As a musician, Aimee Mann has long indulged her bleaker side, dating all the way back to her mid-'80s debut as the lead singer of 'Til Tuesday. In the quarter-century since she launched her solo career, Mann has released nine solo albums — not counting her classic film work in 1999's Magnolia — and formed a duo called The Both with Ted Leo. But she's never made an album quite like Mental Illness, which (as its title might indicate) delves into matters that afflict worried minds.

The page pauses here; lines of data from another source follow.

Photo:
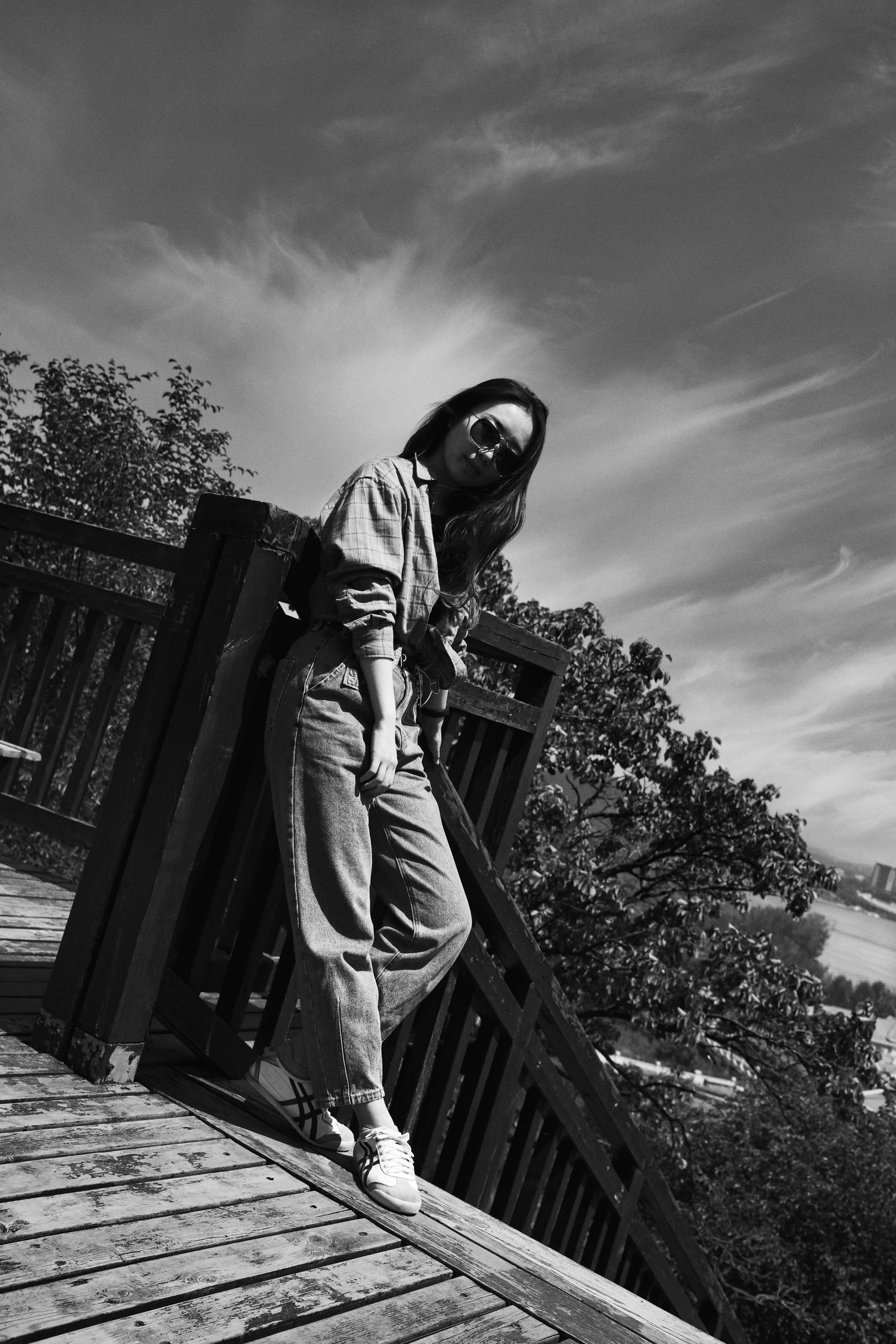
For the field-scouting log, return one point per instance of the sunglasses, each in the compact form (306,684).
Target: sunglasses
(485,435)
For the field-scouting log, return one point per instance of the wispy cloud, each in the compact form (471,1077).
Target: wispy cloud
(322,361)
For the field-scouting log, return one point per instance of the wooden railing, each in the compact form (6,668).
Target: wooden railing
(182,913)
(70,648)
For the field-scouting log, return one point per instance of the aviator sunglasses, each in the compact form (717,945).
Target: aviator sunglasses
(485,435)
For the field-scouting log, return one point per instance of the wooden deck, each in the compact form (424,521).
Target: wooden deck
(175,1209)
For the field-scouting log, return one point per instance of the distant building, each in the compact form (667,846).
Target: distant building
(883,881)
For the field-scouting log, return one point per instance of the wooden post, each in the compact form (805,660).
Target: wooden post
(167,783)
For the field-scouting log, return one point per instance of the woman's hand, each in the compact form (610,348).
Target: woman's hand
(383,763)
(381,771)
(430,726)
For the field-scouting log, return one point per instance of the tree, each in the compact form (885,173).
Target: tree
(797,1210)
(90,452)
(842,992)
(77,441)
(636,842)
(800,943)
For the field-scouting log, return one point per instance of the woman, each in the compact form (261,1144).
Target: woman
(402,545)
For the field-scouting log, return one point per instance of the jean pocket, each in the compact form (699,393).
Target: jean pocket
(281,677)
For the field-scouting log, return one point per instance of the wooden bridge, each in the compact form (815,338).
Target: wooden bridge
(166,1201)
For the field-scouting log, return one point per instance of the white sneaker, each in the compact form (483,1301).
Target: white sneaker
(295,1100)
(385,1166)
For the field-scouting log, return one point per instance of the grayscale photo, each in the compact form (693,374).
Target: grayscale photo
(448,673)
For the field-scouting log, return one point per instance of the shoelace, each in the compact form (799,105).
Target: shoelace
(394,1152)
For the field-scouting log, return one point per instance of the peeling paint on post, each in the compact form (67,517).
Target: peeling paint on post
(100,1062)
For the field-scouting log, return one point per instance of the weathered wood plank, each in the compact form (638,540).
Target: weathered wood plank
(471,698)
(58,1085)
(36,931)
(69,1255)
(33,1064)
(492,1271)
(69,830)
(127,791)
(400,1319)
(22,1117)
(46,1216)
(34,1146)
(25,1181)
(189,1275)
(26,949)
(81,595)
(193,767)
(11,1046)
(644,1318)
(236,1314)
(56,905)
(507,1327)
(103,541)
(494,636)
(14,971)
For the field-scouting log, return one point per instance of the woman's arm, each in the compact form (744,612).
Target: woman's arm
(381,771)
(430,728)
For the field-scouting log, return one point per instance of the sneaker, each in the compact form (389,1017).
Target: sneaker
(295,1100)
(385,1164)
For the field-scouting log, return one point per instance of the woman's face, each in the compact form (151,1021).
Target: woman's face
(463,464)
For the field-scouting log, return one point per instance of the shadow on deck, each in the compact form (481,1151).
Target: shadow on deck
(175,1209)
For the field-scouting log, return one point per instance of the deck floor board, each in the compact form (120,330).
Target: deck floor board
(70,1255)
(178,1209)
(185,1276)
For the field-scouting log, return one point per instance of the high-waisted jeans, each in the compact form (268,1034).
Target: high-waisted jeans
(356,983)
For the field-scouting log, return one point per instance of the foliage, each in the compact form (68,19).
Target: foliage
(77,441)
(797,1210)
(800,943)
(842,992)
(633,845)
(90,452)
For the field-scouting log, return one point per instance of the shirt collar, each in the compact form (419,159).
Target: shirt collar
(422,474)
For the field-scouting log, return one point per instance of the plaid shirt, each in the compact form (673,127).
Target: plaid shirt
(379,570)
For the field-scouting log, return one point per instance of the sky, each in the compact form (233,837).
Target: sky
(676,220)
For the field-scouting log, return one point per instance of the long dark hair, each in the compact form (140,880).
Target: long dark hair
(481,522)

Mann is nothing if not an intellectually lively songwriter, not to mention a deeply funny person, so there's much more to Mental Illness than mere dirges, or waltzes, or rundowns of life's accumulated disappointments. Most notably, these songs are buoyantly catchy in their own way, with calmly dispensed beauty that consistently outweighs their dourness. Take the single "Patient Zero," for example, with its tales of Hollywood disillusionment: Mann hardly brims over with hope at even her brightest moments, but she does leaven the song with wry queries like, "Life is grand / And wouldn't you like to have it go as planned?"

From its opening moments, there's a still quality to Mental Illness: In "Goose Snow Cone," for example, Mann's voice recalls the plaintively angelic quality of Low's Mimi Parker, a comparison that pays a high compliment to both singers. Mann herself has described Mental Illness as an effort "to write the saddest, slowest, most acoustic, if-they're-all-waltzes-so-be-it record I could," and the results — performed with the aid of Jonathan Coulton, Ted Leo, Jay Bellerose and others — reflect that, at least to a point. But even at its slowest, the album never feels leaden or dull. One of the smartest songwriters in the business, Mann is way too smart not to throw a clever twist into everything she does.